A diferença entre Super-Homem e Clark Kent
Por Alexandre Inagaki ≈ segunda-feira, 11 de outubro de 2004
Um dos melhores filmes baseados em HQs é, sem dúvida nenhuma, Super-Homem, dirigido por Richard Donner em 1978. Desse longa-metragem, retive uma cena em especial na memória: quando o Super-Homem recebe a notícia da morte de sua amada Lois Lane em um terremoto. Desesperado, o super-herói voa várias e várias vezes em torno da Terra na direção inversa à sua rotação, cada vez mais rapidamente, até fazer com que o planeta passe a girar em sentido contrário. E assim, por causa de uma mulher (como diz a canção de Gilberto Gil), o Superman consegue fazer com que o tempo recue, trazendo Lois de volta à vida.

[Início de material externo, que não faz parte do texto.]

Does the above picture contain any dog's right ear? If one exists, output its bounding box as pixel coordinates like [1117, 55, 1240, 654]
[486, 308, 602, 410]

Ok, desconte-se o fato de que a História não é como uma fita cassete na qual se pode dar pause, forward ou rewind, manipulando-a cronologicamente ao gosto do freguês. Mas, liberdades científicas à parte, considero belíssima a concepção filosófica por trás dessa seqüência, na qual o Super-Homem joga todo racionalismo para o alto e usa seus poderes com o intuito egoísta (e por isso mesmo extremamente humano) de ressuscitar sua amada.
Hoje de manhã, quando soube da morte de Christopher Reeve (1952 - 2004), não pude deixar de lembrar dessa cena, em contraste com a inexorabilidade da vida. Por coincidência ou sincronicidade, recebi ontem (antes mesmo de sabermos do falecimento de Reeve) um e-mail do meu amigo Paulo E. Miranda sugerindo que eu comentasse neste blog uma fala de Kill Bill 2 na qual o personagem de David Carradine faz a seguinte observação: “o Super-Homem não se transformou em Super-Homem, ele já nasceu assim. Seu alter ego é Clark Kent. O que Clark veste, os óculos e as roupas de trabalho, aquele é o seu uniforme, é o que o Super-Homem usa para misturar-se conosco. Clark Kent é como Superman nos vê. E quais são as suas características? Ele é fraco, inseguro… é um covarde. Clark Kent é a visão que o Super-Homem possui da raça humana”.
Antes de mais nada, vale a pena ressaltar que o diálogo redigido por Quentin Tarantino foi 99% inspirado por uma tese escrita por Jules Feiffer em seu livro “The Great Comic Book Heroes”, publicado em 1965. Não sei se concordo com a fala de Carradine, mas subscrevo na íntegra a bela sacada de Feiffer: não era Clark Kent quem usava o uniforme de Super-Homem, e sim o super-herói quem se fantasiava sob os trajes de um jornalista tímido e medroso. Quanto à suposta visão crítica que o Superman teria sobre a raça humana, duvido sinceramente que esse baluarte da América fosse capaz de ter um olhar tão cínico a nosso respeito, por mais verdadeiro que possa ser.